The screen blinked while Oracle compared the various lists of attendees. And then a list of a dozen names appeared. She scanned down through it. Quickly. Nine of the names were high-ranking members of the federal government. Good Lord. Even the Army Chief of Staff himself made the list, General Eric Pace. The last three people on the list were prominent businessmen-according to Oracle two were CEOs of major corporations, and the third was a finance banker. Whoa. If this was the group behind Q-group and Dunst, no wonder they’d nearly succeeded in killing Gabe. Frankly, the real shocker was that they’d failed. So far, she reminded herself grimly.

She glanced further into the analysis and stared in dismay as another name caught her attention. One of the speakers at nearly half the conferences was another name she knew all too well. Thomas Wolfe. Gabe’s own Vice President? Could it be? Was he involved in a conspiracy to kill Gabe and take the Presidency for himself? The very thought sent a chill racing down her spine.

She read on. Most of the conferences this gang had been at together had to do with national security issues, and three of the conferences were sponsored by the Society for the Advancement of Free Economies. Bingo. S.A.F.E… She’d found the connection. Triumph surged through her. DiscoDuck’s encrypted e-mail files had contained multiple references to the word safe in the mail titles. Now she had a positive link between the Q-group, Richard Dunst and this S.A.F.E. bunch.

Quickly she typed in the society’s full name and asked for information on it. Founded a dozen years ago. Established its own small-press publishing house a few years back. Followed the teachings of…there he was again…Thomas Wolfe. Believed that terror would choke the global economy if left unchecked. Argued that terrorism was the greatest threat to the future of mankind since the beginning of history. Okay then. So this was a conservative group. Probably in favor of use of force against terrorism, given their strong opinions about it. Then why in the world would they propagate terror of their own and try to kill Gabe Monihan? It didn’t make any sense. She was missing something.
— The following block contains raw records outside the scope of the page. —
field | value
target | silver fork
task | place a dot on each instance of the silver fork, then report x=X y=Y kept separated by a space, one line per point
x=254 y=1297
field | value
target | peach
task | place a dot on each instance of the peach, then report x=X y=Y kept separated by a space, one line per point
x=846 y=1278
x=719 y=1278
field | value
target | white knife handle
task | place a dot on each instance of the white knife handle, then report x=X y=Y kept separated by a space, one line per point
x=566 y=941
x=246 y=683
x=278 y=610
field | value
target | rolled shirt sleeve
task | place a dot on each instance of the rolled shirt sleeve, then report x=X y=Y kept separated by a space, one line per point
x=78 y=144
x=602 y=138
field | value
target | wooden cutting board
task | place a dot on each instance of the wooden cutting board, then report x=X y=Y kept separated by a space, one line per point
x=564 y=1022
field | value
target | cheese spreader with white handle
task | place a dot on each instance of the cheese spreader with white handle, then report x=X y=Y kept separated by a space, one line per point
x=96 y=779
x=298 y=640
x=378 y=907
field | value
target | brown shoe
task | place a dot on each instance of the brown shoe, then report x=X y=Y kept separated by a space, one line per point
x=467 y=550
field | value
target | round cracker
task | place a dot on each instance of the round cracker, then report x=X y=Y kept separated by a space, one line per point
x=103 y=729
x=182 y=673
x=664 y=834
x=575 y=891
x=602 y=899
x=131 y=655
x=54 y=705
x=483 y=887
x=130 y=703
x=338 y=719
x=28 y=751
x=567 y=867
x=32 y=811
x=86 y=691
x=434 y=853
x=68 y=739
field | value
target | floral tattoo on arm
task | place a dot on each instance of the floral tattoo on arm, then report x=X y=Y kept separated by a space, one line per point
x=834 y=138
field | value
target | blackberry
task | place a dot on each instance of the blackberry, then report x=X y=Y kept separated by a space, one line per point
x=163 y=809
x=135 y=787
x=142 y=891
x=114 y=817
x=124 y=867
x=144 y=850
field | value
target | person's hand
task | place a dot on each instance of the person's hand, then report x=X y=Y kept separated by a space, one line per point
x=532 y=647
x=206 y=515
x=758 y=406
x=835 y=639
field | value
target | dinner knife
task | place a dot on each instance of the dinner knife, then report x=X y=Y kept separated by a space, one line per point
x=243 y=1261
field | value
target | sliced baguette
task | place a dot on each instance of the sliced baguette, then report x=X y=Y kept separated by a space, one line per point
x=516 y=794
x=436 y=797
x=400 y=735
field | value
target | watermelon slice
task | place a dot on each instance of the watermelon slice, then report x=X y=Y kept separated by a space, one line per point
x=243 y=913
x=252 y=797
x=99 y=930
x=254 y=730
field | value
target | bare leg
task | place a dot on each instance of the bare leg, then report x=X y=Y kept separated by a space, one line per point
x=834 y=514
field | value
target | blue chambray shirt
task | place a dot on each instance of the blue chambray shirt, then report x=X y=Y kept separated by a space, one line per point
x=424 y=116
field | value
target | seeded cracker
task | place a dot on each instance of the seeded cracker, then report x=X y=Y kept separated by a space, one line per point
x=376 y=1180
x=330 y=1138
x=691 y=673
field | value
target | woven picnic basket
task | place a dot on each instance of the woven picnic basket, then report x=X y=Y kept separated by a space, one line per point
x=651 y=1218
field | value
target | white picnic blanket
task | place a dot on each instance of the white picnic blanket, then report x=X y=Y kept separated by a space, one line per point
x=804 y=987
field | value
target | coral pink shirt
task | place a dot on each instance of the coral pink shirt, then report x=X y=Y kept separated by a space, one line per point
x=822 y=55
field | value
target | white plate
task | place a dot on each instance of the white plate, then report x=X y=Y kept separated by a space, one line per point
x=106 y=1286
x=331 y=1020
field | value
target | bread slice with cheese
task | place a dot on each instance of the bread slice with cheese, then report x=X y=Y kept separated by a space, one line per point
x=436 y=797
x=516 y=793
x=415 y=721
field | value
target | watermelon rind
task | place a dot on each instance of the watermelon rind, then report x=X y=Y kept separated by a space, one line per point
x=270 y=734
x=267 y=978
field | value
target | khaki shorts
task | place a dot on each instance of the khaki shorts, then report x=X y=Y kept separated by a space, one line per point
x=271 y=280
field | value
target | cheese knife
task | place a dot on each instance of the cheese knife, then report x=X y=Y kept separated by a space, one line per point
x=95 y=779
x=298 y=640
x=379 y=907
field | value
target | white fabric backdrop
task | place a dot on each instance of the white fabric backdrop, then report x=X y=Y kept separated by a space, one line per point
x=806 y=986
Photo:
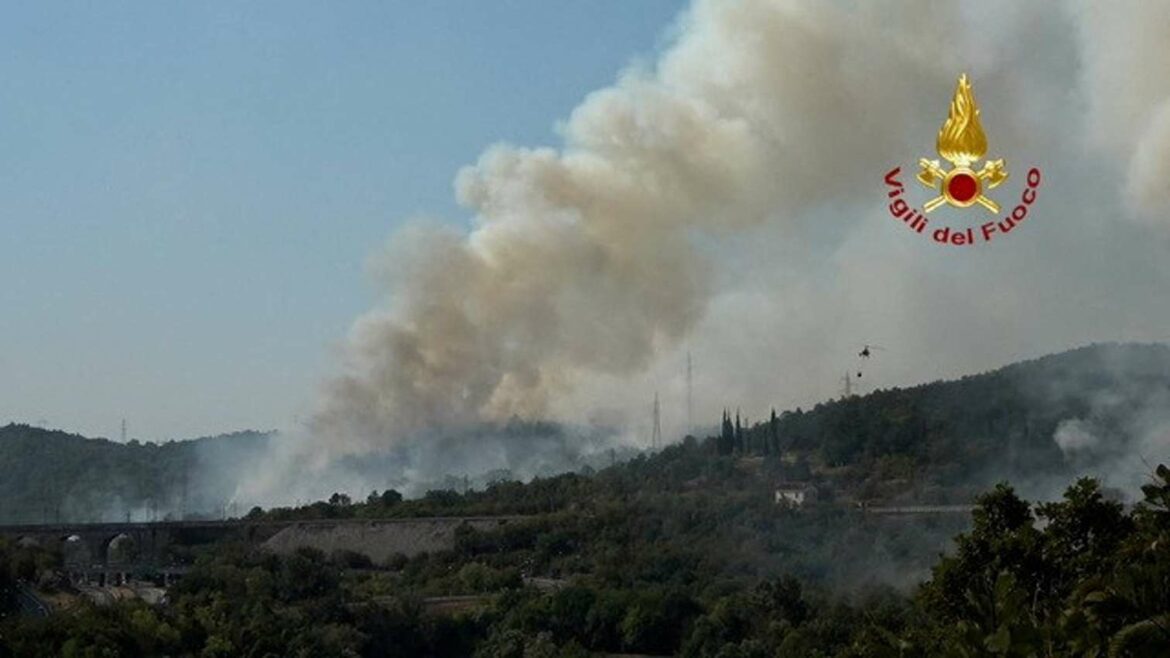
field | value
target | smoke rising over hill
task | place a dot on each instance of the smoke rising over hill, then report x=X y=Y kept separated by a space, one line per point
x=728 y=198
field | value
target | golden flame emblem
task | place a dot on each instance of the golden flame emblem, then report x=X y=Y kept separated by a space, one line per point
x=962 y=142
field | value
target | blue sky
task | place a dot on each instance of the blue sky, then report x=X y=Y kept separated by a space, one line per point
x=188 y=192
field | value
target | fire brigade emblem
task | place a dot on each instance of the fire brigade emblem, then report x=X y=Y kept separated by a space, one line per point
x=962 y=142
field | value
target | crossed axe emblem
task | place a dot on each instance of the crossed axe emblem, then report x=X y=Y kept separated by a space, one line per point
x=964 y=180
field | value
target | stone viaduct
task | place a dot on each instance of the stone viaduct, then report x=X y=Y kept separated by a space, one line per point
x=112 y=553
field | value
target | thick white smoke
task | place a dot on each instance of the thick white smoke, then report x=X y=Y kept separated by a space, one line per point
x=731 y=193
x=1127 y=81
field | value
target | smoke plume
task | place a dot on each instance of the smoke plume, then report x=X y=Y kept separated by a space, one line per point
x=730 y=196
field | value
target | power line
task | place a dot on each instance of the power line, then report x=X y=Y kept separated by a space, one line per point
x=656 y=436
x=690 y=399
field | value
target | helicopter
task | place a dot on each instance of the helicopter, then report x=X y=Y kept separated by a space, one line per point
x=867 y=351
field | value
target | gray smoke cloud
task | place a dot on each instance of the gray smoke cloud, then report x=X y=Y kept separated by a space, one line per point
x=728 y=199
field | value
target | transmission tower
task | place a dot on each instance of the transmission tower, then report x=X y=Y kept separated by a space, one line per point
x=656 y=436
x=690 y=399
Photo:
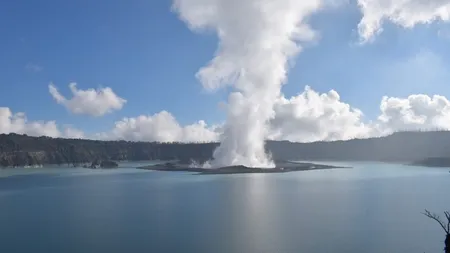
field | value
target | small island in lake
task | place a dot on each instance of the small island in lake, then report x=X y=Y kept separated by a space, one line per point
x=281 y=167
x=443 y=162
x=106 y=164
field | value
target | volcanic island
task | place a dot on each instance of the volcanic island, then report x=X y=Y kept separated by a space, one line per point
x=280 y=167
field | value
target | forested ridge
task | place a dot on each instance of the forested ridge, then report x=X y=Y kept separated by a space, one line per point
x=22 y=150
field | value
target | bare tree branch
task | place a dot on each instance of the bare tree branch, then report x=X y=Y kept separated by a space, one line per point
x=436 y=217
x=447 y=215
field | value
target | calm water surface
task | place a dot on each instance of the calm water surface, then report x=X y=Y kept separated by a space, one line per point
x=373 y=207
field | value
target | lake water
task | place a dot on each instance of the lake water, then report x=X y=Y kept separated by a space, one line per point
x=373 y=207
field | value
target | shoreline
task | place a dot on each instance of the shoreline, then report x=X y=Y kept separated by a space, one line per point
x=283 y=167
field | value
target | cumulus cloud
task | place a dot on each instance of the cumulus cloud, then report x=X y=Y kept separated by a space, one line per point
x=73 y=133
x=33 y=67
x=312 y=116
x=161 y=127
x=405 y=13
x=18 y=123
x=93 y=102
x=309 y=116
x=414 y=113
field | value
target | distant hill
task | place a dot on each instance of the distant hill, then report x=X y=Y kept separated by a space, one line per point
x=20 y=150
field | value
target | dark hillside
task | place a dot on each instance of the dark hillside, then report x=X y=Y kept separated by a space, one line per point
x=20 y=150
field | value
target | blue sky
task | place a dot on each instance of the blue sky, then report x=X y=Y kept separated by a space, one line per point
x=149 y=57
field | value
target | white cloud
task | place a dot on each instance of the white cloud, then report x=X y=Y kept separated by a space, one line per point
x=162 y=127
x=311 y=116
x=93 y=102
x=73 y=133
x=18 y=123
x=414 y=113
x=32 y=67
x=405 y=13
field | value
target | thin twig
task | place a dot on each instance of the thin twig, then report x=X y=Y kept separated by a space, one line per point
x=438 y=219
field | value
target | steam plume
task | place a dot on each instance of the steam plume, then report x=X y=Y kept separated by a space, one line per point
x=257 y=38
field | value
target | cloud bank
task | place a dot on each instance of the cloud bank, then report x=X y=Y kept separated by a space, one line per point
x=405 y=13
x=307 y=117
x=93 y=102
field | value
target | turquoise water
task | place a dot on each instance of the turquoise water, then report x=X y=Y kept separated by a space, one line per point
x=373 y=207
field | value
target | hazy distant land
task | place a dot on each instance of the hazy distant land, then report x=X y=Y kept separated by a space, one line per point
x=402 y=147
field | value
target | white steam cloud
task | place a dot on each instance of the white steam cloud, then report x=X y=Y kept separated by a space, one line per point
x=257 y=39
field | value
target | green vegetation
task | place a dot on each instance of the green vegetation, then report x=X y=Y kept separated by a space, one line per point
x=405 y=147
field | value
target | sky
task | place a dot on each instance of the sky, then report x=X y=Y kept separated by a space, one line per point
x=127 y=70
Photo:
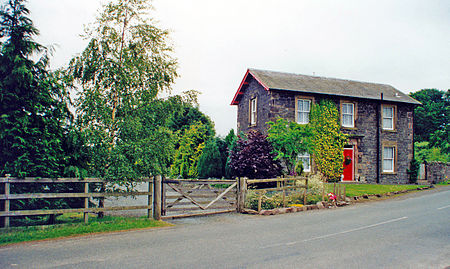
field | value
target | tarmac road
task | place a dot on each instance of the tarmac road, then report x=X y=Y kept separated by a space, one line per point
x=408 y=232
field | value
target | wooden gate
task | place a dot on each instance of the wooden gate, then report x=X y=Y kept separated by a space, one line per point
x=187 y=198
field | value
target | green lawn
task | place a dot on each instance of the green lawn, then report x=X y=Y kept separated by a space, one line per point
x=107 y=224
x=361 y=189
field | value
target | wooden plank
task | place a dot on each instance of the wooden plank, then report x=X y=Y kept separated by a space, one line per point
x=157 y=198
x=69 y=195
x=198 y=214
x=221 y=195
x=70 y=210
x=199 y=181
x=181 y=204
x=179 y=197
x=241 y=192
x=198 y=209
x=201 y=196
x=185 y=195
x=149 y=200
x=252 y=181
x=6 y=205
x=279 y=189
x=59 y=180
x=86 y=203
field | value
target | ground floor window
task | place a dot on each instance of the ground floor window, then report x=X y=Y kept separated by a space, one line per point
x=388 y=159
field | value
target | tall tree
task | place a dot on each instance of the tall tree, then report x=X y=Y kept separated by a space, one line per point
x=433 y=116
x=191 y=147
x=253 y=157
x=33 y=109
x=125 y=65
x=328 y=140
x=289 y=139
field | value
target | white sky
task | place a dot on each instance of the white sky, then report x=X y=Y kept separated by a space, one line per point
x=404 y=43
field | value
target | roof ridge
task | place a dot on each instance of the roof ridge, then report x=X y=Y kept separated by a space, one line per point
x=331 y=78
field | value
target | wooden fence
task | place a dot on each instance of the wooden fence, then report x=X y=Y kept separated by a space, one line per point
x=166 y=198
x=283 y=185
x=7 y=197
x=194 y=197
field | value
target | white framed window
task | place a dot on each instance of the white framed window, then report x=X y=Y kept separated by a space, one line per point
x=348 y=115
x=303 y=110
x=388 y=117
x=388 y=159
x=305 y=158
x=253 y=111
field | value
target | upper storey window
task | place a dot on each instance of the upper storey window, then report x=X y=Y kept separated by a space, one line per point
x=303 y=110
x=388 y=117
x=348 y=115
She stared at her computer screen, seeing nothing but a blur before her eyes. Now what was she supposed to do? She forced her numb brain back into gear.

Four of the names on her list worked at the CIA. Maybe that was the center of this group’s operations. It was worth a try. She picked up the phone on the desk beside her computer and called Delphi one more time.

Yet again, her employer picked up the phone immediately and asked without preamble, “What have you got?”

“I’ve got a list of names. I tracked down everyone who passed down warnings about me to the various underlings who harassed me today, and I ran those names through part of the Oracle program that’s still working.